I never saw him without the bloody mac. And my Great Grandmother would say “come in John and what are you having to drink?” and she’d supply him his drink for him to play music for her. And people used to call up to the flat in Parnell Street where we lived, and one was a banjo player, and one pair were a husband and wife – he played the harp and I can’t remember what she played. And they used to do the queues as well, the cinema queues and up near the Dail Eireann, just down from Stephen’s Green, they had a pitch there. It wasn’t a bardic harp, which is the smaller one, this was what you used to have in drawing rooms of wealthy people, it was a decent sized harp. She’d  invite them up, she’d probably pay them but she used to have them up every so often. And what did I do as a kid? “I’m getting out of here before these buggers come up” Just shows you doesn’t it? You think what a wasted bit of time and knowledge that was.

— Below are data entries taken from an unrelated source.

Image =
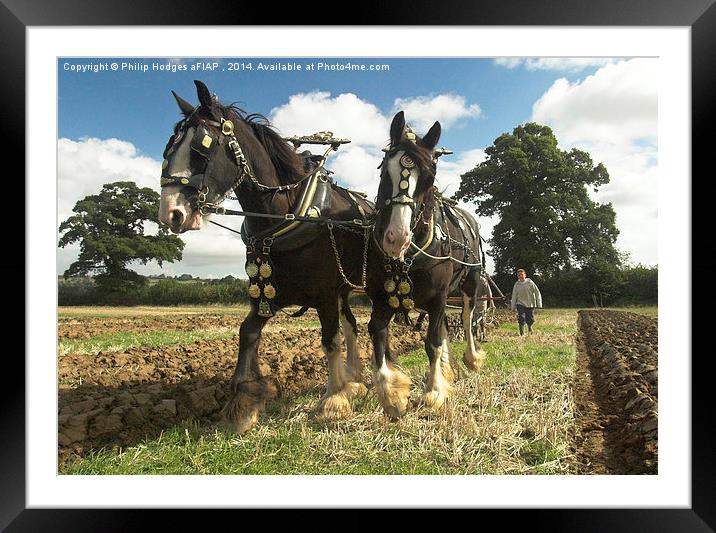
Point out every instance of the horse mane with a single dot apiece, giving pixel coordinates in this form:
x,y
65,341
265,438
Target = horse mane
x,y
288,164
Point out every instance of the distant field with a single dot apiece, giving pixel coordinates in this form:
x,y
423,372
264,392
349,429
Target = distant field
x,y
512,417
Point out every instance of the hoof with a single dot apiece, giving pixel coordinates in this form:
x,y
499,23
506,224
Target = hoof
x,y
241,412
395,412
353,374
355,390
435,399
334,407
476,362
393,390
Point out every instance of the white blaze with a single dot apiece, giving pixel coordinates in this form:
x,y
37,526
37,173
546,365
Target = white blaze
x,y
396,239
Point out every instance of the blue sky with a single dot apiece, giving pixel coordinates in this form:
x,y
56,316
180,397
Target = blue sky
x,y
114,124
138,106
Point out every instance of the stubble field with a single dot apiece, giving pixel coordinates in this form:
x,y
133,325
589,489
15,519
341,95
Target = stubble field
x,y
140,391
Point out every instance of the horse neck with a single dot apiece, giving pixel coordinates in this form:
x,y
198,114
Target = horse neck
x,y
252,197
431,210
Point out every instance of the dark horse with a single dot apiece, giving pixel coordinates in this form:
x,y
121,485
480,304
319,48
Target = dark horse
x,y
217,149
424,249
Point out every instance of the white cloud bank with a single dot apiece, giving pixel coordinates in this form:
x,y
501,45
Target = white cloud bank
x,y
421,112
568,64
612,114
346,115
87,164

You don’t appreciate it as a kid because you’ve got other priorities. But no one knew what the hell you were talking about with ‘folk’ music  anyhow. If you had a party, people would sing certain songs, but if you sang some songs that were a bit longer, more like your traditional songs, it was called “come all yers”. Well “come all yers” means “join in”. I even saw a folk club one time in the Midlands which took the name come all yer - The Come All Yer Club. “Join in! Come all yer”.

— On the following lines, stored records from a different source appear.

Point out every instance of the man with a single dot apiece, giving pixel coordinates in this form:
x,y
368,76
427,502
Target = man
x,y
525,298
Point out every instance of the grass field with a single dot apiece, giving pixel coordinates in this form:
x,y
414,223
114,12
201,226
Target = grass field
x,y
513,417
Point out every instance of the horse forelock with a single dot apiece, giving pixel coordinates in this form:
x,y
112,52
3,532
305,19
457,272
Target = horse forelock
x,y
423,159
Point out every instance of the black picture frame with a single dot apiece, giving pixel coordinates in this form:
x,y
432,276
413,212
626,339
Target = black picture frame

Tommy continued to tell me about his early life after he left Belfast and returned home to Dublin for a while. But finding that work was in very short supply he left Ireland once more, this time to work in Wales.

I must have been about 17. I’d worked on and off since I left school at 14. Then I was offered some work here in Birmingham, a cousin of mine said he could get me a job and I came over to Birmingham and that was the last move. Because I intended, if I moved again, I’d go to America but I settled here and got such a crowd of friends around and what have you and now we have our family in Birmingham. I used to say “bloody Birmingham” and Mum would say “Ah! Ah! Ah! That’s the place you’re learning and living in, this is it”.

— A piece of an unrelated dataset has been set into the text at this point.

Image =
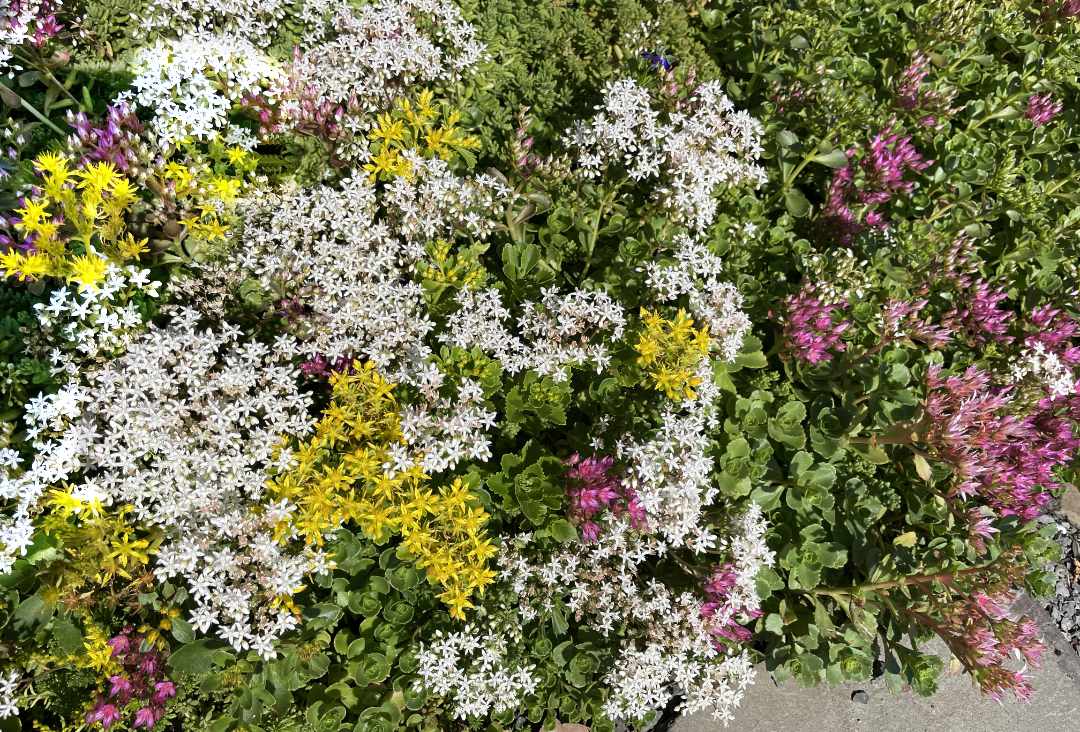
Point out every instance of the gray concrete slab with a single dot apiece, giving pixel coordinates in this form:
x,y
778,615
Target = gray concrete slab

I asked Tommy about his first impressions of Birmingham and he replied in customary style with an anecdote:

My daughter said to me one day, “have a word with our son Jamie” (she’s a linguist, she was always interested in language), “he’s getting very Brummie”. Like an idiot I took her advice and I said “son, do you not think you’re getting very Brummie?” and he looked at me and replied “and Granddad do you not think you’re getting very bloody Dublin?”

So if you said anything in our house that was anti-Dublin or anti-Irish, that was one thing, but the same applied to the Brummies. You didn’t beat the Brummies. I got stick and rightly so. But then I got a footing in Birmingham.